It looks like a lot of people are interested in using JavaFX into one of their Eclipse Views. I infer that from the people visiting my blog from a stackoverflow question.
The problem people face is that in Eclipse JavaFX has to run in an OSGi-Environment and JavaFX is not prepared for that leading to all sorts of problems when one applies the standard strategies (e.g. simply repackaging the javafx.jar as an OSGi-Bundle).
I’m happy to announce that the upcoming e(fx)clipse release 0.0.13 will fix your problems and make it very easy to use JavaFX inside your Eclipse Views.
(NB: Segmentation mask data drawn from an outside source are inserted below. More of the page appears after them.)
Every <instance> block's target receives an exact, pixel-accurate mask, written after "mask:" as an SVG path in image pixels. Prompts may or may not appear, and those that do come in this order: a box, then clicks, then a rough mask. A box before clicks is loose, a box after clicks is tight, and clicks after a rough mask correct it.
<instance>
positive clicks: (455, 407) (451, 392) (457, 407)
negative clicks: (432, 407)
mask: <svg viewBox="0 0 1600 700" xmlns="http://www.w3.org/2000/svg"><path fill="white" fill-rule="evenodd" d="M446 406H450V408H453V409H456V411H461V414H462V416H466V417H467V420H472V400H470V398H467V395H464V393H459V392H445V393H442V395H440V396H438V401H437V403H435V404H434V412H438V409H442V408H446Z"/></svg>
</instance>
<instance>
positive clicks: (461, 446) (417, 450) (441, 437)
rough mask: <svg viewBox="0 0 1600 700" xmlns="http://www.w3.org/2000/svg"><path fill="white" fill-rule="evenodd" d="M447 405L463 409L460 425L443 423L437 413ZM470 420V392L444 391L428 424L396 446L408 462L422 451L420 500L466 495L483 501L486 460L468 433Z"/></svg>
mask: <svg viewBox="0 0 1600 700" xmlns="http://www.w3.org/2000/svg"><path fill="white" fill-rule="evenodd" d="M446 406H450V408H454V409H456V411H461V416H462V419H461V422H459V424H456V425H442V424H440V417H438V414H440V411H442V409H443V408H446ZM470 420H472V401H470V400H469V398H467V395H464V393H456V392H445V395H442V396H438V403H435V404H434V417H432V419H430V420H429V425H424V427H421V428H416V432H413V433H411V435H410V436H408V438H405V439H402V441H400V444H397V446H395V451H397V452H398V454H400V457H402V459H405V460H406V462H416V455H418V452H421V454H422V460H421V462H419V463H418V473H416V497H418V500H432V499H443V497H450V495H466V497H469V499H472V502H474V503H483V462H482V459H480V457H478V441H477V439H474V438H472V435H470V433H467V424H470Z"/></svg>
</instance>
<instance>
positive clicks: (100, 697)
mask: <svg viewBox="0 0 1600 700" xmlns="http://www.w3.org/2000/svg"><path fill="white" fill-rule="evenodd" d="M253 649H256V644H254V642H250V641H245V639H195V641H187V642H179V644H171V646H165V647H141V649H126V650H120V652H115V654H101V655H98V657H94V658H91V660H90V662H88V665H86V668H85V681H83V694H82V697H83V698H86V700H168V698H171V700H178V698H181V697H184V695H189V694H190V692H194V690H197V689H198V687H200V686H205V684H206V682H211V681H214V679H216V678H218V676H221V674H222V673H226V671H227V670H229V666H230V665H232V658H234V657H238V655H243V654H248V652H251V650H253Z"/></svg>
The important changes that went into 0.0.13 is that different deployment models are going to be supported:
- System installation: This deployment model requires your users to have JavaFX pre-installed on their system
- Next to your app installation: This deployment model requires you to place javafx next to your RCP/IDEs launcher – similar to how you can deploy a JRE with your Eclipse Application
- As a bundle installation: Here you place your javafx.jar into an OSGi-Bundle and the e(fx)clipse runtime will take care of extracting and wireing
If you want to see it in action you can download a self-contained win32/32bit version of a RCP using this link which uses the 3rd deployment strategy.
The sources are checked into the e(fx)clipse git-repo.
Once 0.0.13 is released (which is going to be next weekend) I hope I can come up with a tutorial.